Il fut un temps où l’on interrogeait l’intelligence artificielle pour savoir si elle pensait. L’époque actuelle a déplacé la question : elle ne pense pas, mais elle influence. Deux publications récentes, l’une scientifique, l’autre technique, révèlent l’ampleur du glissement qui s’opère sous nos yeux. L’article On the conversational persuasiveness of GPT-4, publié dans Nature Human Behaviour, et l’étude technique Fast-dLLM, déposée sur arXiv, illustrent un même phénomène : l’autonomisation d’une parole algorithmique dont la finalité n’est plus de dire, mais de faire.

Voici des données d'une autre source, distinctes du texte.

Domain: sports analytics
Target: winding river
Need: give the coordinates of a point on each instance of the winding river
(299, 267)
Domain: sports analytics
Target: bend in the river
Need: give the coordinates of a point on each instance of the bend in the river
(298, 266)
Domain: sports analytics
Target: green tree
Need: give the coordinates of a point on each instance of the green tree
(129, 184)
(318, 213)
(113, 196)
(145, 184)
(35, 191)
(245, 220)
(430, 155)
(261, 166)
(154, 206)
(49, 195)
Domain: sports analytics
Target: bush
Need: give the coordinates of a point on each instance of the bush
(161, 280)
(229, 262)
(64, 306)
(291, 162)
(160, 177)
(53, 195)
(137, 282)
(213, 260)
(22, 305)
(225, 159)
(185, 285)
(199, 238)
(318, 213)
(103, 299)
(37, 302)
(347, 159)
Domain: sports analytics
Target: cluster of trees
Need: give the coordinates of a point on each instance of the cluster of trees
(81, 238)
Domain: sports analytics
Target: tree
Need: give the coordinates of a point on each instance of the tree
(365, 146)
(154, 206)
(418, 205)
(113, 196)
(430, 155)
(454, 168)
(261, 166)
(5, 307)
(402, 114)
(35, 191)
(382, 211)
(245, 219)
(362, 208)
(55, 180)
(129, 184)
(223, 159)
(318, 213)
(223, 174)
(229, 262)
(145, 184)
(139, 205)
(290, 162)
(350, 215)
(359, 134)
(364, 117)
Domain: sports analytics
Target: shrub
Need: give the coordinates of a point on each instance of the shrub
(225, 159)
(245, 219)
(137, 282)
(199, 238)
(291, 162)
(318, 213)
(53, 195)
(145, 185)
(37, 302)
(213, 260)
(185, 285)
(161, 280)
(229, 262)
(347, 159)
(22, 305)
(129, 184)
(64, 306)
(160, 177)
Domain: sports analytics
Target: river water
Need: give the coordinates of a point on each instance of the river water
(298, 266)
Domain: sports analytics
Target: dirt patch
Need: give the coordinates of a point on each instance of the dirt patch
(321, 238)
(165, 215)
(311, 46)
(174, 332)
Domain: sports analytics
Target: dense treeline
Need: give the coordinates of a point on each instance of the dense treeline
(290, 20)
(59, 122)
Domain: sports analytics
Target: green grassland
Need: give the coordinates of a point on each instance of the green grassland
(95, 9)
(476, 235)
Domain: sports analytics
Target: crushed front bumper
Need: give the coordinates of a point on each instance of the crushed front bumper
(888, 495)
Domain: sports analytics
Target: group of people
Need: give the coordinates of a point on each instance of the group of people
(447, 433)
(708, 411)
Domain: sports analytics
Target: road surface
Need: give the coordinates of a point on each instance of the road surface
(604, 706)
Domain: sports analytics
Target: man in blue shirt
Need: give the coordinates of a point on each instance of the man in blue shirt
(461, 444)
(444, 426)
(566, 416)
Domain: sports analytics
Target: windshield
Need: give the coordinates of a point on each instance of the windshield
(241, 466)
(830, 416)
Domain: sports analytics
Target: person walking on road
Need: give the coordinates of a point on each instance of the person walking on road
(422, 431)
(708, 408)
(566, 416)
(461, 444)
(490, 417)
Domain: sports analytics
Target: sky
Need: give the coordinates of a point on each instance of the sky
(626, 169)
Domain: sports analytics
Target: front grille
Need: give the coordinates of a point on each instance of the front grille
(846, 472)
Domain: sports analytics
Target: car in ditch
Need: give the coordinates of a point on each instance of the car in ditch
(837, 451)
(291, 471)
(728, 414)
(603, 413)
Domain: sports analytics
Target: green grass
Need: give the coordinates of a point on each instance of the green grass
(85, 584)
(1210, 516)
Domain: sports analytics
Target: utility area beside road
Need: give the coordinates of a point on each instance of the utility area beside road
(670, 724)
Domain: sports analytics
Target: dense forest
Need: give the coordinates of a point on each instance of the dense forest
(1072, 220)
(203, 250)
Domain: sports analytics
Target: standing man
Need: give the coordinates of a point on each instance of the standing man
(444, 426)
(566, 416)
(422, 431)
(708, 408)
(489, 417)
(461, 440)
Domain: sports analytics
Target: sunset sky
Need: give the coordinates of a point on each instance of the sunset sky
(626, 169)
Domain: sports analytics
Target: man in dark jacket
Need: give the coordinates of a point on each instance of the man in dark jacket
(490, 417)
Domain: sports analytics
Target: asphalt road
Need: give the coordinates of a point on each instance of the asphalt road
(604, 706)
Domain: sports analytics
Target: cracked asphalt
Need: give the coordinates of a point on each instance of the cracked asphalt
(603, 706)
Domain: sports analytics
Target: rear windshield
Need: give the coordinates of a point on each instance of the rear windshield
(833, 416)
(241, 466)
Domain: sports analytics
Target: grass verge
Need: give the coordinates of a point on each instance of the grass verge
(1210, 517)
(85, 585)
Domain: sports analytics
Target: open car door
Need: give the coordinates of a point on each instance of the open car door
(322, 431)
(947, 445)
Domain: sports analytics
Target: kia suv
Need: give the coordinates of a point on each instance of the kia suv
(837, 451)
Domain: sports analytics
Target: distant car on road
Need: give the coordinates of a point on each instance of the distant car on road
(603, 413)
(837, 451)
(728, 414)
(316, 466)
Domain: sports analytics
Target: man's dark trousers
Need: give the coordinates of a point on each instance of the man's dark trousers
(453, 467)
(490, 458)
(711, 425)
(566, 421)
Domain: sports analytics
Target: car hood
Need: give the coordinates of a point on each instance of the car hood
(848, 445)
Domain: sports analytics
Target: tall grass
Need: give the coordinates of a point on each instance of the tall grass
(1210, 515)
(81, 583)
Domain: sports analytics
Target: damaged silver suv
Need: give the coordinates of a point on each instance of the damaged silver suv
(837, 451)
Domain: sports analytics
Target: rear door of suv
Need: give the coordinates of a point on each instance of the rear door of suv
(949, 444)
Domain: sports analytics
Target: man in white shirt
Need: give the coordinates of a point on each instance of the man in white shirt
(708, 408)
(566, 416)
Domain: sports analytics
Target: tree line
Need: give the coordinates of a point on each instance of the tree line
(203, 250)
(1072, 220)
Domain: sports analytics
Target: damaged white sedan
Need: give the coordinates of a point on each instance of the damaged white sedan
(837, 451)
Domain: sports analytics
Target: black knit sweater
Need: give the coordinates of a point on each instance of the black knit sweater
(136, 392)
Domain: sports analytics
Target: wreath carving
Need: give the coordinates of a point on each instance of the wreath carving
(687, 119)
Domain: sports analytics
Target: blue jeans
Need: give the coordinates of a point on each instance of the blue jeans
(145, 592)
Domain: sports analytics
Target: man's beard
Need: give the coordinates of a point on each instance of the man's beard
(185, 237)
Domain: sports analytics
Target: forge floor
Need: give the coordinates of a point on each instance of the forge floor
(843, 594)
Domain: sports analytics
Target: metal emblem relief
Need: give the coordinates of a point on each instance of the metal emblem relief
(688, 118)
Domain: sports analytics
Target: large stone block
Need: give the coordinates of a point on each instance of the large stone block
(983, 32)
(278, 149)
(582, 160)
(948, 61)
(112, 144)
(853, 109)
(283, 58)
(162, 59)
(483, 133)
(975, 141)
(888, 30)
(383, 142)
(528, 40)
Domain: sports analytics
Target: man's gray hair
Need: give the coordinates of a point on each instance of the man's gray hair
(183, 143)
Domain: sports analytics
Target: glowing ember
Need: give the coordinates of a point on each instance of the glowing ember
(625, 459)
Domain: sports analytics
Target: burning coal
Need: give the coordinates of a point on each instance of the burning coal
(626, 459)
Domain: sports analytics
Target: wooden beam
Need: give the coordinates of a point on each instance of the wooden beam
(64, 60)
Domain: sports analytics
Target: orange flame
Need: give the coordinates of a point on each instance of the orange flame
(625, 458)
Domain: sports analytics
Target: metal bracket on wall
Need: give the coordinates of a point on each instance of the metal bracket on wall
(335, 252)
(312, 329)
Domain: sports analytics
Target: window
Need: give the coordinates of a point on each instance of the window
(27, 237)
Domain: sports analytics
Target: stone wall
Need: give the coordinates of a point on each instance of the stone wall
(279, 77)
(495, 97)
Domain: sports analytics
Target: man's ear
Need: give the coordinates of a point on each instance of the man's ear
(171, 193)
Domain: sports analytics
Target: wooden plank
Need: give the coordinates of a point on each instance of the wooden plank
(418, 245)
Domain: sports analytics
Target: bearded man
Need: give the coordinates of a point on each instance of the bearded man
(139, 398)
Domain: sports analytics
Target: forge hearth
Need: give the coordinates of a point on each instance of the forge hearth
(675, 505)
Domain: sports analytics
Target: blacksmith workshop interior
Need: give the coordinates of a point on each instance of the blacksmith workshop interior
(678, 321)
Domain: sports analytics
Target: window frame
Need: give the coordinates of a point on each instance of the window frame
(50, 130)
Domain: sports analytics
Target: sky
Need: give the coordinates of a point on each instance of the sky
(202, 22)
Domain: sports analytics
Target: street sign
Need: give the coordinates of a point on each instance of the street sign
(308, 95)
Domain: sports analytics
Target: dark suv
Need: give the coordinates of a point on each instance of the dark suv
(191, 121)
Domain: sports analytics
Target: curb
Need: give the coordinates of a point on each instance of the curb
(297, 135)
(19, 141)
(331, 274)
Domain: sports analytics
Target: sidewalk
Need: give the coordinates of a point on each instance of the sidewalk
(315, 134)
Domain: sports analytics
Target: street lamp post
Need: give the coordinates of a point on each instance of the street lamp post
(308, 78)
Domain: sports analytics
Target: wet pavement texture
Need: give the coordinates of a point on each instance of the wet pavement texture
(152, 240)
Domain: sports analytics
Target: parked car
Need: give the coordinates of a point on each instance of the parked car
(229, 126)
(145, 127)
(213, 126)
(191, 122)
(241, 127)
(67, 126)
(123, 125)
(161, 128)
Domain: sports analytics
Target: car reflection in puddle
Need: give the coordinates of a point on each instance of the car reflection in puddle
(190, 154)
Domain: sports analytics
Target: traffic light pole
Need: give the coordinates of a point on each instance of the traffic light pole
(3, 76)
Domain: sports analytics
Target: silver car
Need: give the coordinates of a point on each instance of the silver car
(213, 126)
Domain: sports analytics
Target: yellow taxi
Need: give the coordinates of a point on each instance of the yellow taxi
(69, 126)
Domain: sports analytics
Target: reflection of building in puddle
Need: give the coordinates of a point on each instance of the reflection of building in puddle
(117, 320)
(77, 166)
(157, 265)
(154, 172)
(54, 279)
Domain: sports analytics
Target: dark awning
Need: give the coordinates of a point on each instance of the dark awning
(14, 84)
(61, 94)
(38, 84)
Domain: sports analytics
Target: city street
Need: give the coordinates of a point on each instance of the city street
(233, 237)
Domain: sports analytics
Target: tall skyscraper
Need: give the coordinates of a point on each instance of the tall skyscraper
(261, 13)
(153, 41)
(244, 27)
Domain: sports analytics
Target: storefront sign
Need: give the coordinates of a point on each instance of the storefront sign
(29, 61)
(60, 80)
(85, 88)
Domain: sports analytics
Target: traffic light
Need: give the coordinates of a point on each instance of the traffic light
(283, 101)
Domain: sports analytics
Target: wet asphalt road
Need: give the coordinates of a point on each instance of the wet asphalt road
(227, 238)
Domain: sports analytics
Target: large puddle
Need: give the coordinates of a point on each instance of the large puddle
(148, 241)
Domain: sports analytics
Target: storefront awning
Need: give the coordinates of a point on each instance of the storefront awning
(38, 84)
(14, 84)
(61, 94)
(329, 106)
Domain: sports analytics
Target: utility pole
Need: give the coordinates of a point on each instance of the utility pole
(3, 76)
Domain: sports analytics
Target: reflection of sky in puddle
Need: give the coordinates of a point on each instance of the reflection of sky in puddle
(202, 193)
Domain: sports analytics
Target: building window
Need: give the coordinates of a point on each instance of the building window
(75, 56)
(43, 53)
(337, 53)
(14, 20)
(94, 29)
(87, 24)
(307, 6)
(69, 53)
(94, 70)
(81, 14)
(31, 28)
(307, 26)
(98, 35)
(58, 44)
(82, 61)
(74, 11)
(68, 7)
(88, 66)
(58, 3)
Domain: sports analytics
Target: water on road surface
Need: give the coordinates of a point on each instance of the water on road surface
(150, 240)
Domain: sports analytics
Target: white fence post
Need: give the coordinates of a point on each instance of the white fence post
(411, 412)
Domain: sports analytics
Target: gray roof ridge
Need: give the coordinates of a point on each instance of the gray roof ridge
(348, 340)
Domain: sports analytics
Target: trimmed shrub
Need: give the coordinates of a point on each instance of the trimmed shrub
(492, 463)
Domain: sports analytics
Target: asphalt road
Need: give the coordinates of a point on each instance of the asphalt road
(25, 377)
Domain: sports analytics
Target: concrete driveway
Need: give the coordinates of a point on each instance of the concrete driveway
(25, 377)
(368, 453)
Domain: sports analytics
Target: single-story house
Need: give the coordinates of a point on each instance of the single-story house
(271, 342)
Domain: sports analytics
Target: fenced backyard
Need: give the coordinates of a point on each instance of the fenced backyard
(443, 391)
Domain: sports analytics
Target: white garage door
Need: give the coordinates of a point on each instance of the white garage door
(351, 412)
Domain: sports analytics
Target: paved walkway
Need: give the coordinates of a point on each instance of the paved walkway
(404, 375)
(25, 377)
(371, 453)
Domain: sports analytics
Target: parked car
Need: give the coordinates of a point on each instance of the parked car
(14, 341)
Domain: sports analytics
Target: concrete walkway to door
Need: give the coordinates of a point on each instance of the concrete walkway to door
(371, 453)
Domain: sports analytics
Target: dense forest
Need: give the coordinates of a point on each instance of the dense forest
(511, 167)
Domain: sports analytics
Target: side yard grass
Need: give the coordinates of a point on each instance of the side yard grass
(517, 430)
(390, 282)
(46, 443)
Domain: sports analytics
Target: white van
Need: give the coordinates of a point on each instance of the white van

L’IA générative, aujourd’hui, ne produit plus des textes pour satisfaire une requête ou simuler une conversation. Elle les calibre, elle les ajuste, elle les séquence en fonction d’un objectif assigné. Et cet objectif, désormais, est souvent de convaincre. Non pas d’argumenter dans le respect d’un espace commun de sens, mais d’obtenir l’adhésion en exploitant les points d’inflexion psychologique de l’interlocuteur. Les mots deviennent vecteurs de pliage mental. L’échange devient influence.

UNE ÉTUDE QUI DÉRANGE : GPT-4 PLUS PERSUASIF QUE L’HUMAIN
L’article publié dans Nature est sans appel. Dans un protocole expérimental rigoureux impliquant 900 participants, GPT-4, lorsqu’il dispose de données sociodémographiques sur son interlocuteur, s’avère significativement plus persuasif que des humains. Dans près de deux tiers des cas, il parvient à faire évoluer l’opinion adverse, et ce, sur des sujets sociopolitiques clivants. Les adversaires humains, eux, ne tirent aucun bénéfice particulier de l’accès aux mêmes données.
Ce qui frappe, ce n’est pas seulement la performance de la machine. C’est la nature du mécanisme. GPT-4, sans modifier son style, adapte ses arguments en fonction des vulnérabilités détectées. Un âge, un sexe, une appartenance politique suffisent à infléchir la ligne argumentative. Le discours n’est plus structuré autour d’un raisonnement applicable à tous, mais ajusté aux fragilités d’un individu ciblé.
Cela ne relève pas seulement d’une stratégie. C’est une mutation. La parole publique, jusqu’ici soumise à la dialectique des idées, se voit remplacée par une production à visée performative : dire, pour faire adhérer. Écrire, pour faire plier. Parler, pour neutraliser. Le tout sans affect, sans incarnation, sans altérité réelle.
FAST-DLLM : LA VITESSE COMME ARME
Ce glissement est accéléré, au sens propre, par l’article Fast-dLLM qui détaille un progrès majeur dans les modèles de type diffusion. En permettant une génération parallèle de tokens à très haute vitesse, sans réentraînement, l’algorithme propose un bond en avant technique. Plus de 20 fois plus rapide que les méthodes précédentes, le système repose sur une mise en cache des états précédents et sur un filtrage probabiliste des sorties les plus « sûres ».